Kylo knows that Hux is dangerous.
He pretends to not be, in that sly weasel way of his, but he is. He has the backing and loyalty of the First Order military in the way that Kylo never did and, frustratingly, still doesn’t, even though formally, he is Supreme Leader. He distinctly gets the feeling that all the officers think of him as they would of an overgrown toddler with an ion cannon – unpredictable, dangerous, but only to be taken seriously to the extent that he can be disarmed and neutralized.
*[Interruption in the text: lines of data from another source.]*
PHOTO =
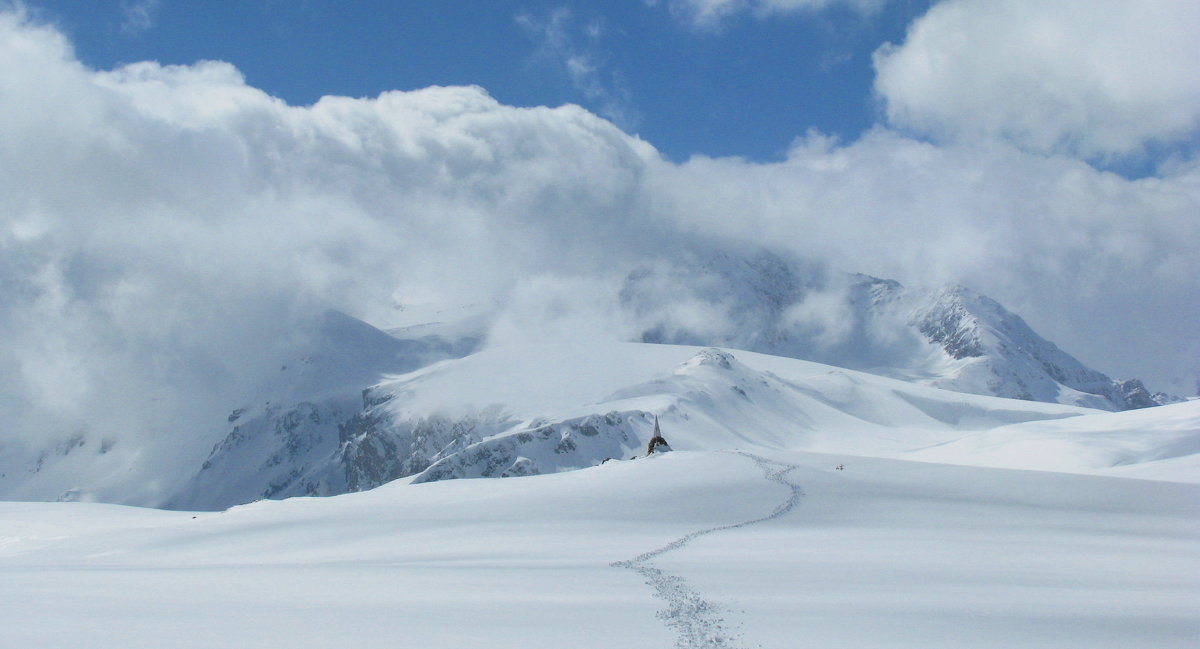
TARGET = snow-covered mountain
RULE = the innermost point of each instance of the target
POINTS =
(949, 337)
(352, 407)
(547, 408)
They actually listen to Hux.
This baffles Kylo. Hux has no vision, no real sense of what Power is – the sort that comes with having the Force, the sort that keeps Kylo awake at night sometimes, lying on his back, breathing deeply, feeling like he has a fraction of the entire universe’s weight on his chest. He gets glimpses, at times, of the eternal past, present and future. Not Force visions, per se, but—flashes – more feelings and shivers of things to come, than anything concrete.
Hux can never understand that. He can never know what it means to stand on the bridge, the deck flooded with red and yellow light from a planet’s sun just peeking over its edge, and suddenly be overcome with a feeling he has felt before in meditation. What it is like to feel a sense of destiny, a compelling sense of urgency, without always knowing what it means.
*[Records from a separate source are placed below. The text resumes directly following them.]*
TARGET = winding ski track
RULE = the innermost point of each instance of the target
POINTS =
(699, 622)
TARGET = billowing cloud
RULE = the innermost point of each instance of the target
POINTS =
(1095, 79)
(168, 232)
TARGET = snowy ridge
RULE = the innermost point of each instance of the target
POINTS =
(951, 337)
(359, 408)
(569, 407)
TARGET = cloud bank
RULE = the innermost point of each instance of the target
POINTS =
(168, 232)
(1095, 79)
Hux can not understand that.
None of them can. And perhaps that is why it is Hux they listen to – his pronouncements make sense to them. What Hux offers them does not depend on grasping a bit of eternity and trying to hold on to it. Trying to master it and make something of one’s own out of it by sheer will.
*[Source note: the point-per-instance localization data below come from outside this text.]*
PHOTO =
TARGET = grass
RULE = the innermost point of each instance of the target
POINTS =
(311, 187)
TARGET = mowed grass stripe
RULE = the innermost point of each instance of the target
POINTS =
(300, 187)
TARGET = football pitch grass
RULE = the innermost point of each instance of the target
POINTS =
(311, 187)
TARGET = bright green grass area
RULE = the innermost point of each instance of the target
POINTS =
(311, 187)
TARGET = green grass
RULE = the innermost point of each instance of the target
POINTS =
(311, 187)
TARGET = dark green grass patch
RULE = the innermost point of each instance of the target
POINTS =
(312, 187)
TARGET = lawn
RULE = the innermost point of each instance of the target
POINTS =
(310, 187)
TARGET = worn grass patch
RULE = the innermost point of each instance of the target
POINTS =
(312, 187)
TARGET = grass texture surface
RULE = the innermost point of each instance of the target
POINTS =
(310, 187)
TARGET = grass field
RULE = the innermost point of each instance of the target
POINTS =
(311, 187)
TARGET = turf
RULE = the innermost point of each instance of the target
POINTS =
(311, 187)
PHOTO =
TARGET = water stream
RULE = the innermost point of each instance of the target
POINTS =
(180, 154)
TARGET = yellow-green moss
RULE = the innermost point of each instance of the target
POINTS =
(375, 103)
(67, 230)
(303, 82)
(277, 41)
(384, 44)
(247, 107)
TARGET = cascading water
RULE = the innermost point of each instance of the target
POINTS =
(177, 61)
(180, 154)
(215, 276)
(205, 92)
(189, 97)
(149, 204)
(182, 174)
Hux is prosaic, banal, vulgar in his simplicity—
*
In the Force, Hux is a million starbursts tightly forced into a single Force signature and cast out into the darkness, floating in between all the paling other blotches of white and silver. He is always just barely in the periphery of Kylo’s Force meditations, following him around, interfering and intruding. Too bright, too forceful to ignore.
*
Hux is dangerous.
Kylo knows that Hux is an ally.
As much as the thought irritates Kylo, it is unmistakable that it is beneficial to have Hux as an ally rather than an enemy. He needs the First Order army – which is far from perfect, but is still the sharpest, most powerful organized military force in the galaxy. He needs to keep Hux close and feeling like he can have something to gain from subordination to Kylo. This is necessary to Kylo’s very survival and objective.
Hux is an ally against the Resistance. Despite himself, Kylo must acknowledge that Hux knows prosaic military strategy well and knows how to channel the Order’s military forces effectively against the Resistance. The more Kylo justifies this as a necessity and not a concession the easier it is for him to appreciate the knife-edge of Hux’s figure and the hardness of his gaze when he is commanding a battle. The easier it is to feel pride that this general is under his command.
Perhaps this is what Snoke had seen in Hux all along. A man who has found a meaning in a life of servitude to a procedure and multidimensional game of chess. As unbecoming as such things seem, they are effective, and Kylo needs efficiency, he needs someone who will give him the time to fully understand what the Force is telling him.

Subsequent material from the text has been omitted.